Hourly billed work is seen as most exposed: investors flagged writing, translation, bookkeeping and legal services, arguing automation could cut billable hours even as it improves efficiency.
The concern follows AI-driven pressure already seen in software and in listed services groups, with Accenture shares down almost half over the past year.
Private equity has poured billions into the sector — including Blackstone’s more than $2 billion Citrin Cooperman deal — but some executives are now favoring asset-heavy industrials as a safer "halo trade."
Investors still see upside for regulated audit and firms that deploy AI well, suggesting the threat may reshape business models rather than hit all professional-services assets equally.
Private equity warns of an AI threat, so why are they simultaneously pouring millions into AI adoption?
As AI erodes the billable hour, how will elite law and accounting firms now price their invaluable expertise?

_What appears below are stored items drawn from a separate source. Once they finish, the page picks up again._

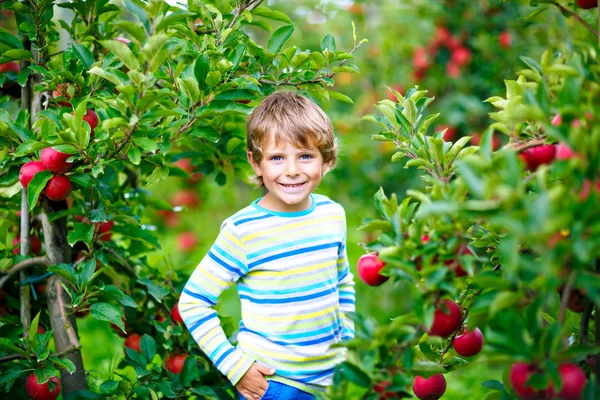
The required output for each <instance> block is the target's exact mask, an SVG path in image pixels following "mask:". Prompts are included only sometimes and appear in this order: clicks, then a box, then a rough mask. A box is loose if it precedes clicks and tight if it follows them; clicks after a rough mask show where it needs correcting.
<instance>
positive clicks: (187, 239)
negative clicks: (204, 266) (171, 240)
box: [177, 232, 198, 253]
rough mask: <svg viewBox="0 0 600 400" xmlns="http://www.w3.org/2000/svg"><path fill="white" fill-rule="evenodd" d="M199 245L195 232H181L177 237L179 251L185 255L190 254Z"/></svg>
mask: <svg viewBox="0 0 600 400" xmlns="http://www.w3.org/2000/svg"><path fill="white" fill-rule="evenodd" d="M197 245H198V239H197V238H196V234H195V233H194V232H181V233H180V234H179V235H178V236H177V249H178V250H179V251H181V252H183V253H189V252H190V251H192V250H194V248H195V247H196V246H197Z"/></svg>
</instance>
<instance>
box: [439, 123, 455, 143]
mask: <svg viewBox="0 0 600 400" xmlns="http://www.w3.org/2000/svg"><path fill="white" fill-rule="evenodd" d="M444 129H446V132H445V133H444V136H443V137H444V140H445V141H446V142H451V141H453V140H454V138H455V137H456V134H457V133H458V132H457V131H456V128H455V127H453V126H450V125H438V126H436V128H435V132H442V131H443V130H444Z"/></svg>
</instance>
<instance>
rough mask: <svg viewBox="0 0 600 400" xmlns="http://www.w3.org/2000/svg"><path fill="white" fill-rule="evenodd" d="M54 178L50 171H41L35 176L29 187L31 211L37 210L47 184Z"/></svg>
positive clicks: (47, 170) (29, 182)
mask: <svg viewBox="0 0 600 400" xmlns="http://www.w3.org/2000/svg"><path fill="white" fill-rule="evenodd" d="M52 176H53V174H52V172H50V171H48V170H44V171H40V172H38V173H36V174H35V175H34V176H33V179H32V180H31V181H30V182H29V185H27V204H28V205H29V211H31V210H33V209H34V208H35V205H36V204H37V200H38V198H39V197H40V194H41V193H42V190H44V188H45V187H46V183H48V181H49V180H50V178H52Z"/></svg>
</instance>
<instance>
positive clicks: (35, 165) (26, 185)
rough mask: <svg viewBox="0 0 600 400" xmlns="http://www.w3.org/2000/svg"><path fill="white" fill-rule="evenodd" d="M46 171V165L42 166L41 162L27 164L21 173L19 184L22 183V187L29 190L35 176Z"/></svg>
mask: <svg viewBox="0 0 600 400" xmlns="http://www.w3.org/2000/svg"><path fill="white" fill-rule="evenodd" d="M45 169H46V168H44V165H42V163H41V162H39V161H29V162H26V163H25V164H23V166H22V167H21V170H20V171H19V182H21V185H23V187H24V188H26V189H27V186H28V185H29V182H31V180H32V179H33V177H34V176H35V174H37V173H38V172H40V171H44V170H45Z"/></svg>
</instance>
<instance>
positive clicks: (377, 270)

Private Equity Faces AI Disruption: How Generative AI Threatens $Trillions in Professional Services Investments
Overview
Private equity leaders are urgently warning that artificial intelligence, especially generative and agentic AI, is rapidly transforming the professional services sector, including law and accountancy. As consulting firms integrate these technologies into their workflows and advise clients on AI adoption, long-established business models and traditional pricing structures are being disrupted. This shift is creating new risks for investors and fundamentally changing talent models, with AI automating much of the routine work previously done by junior professionals. The resulting job displacement and operational changes highlight the need for private equity to rethink strategies and adapt to this evolving landscape.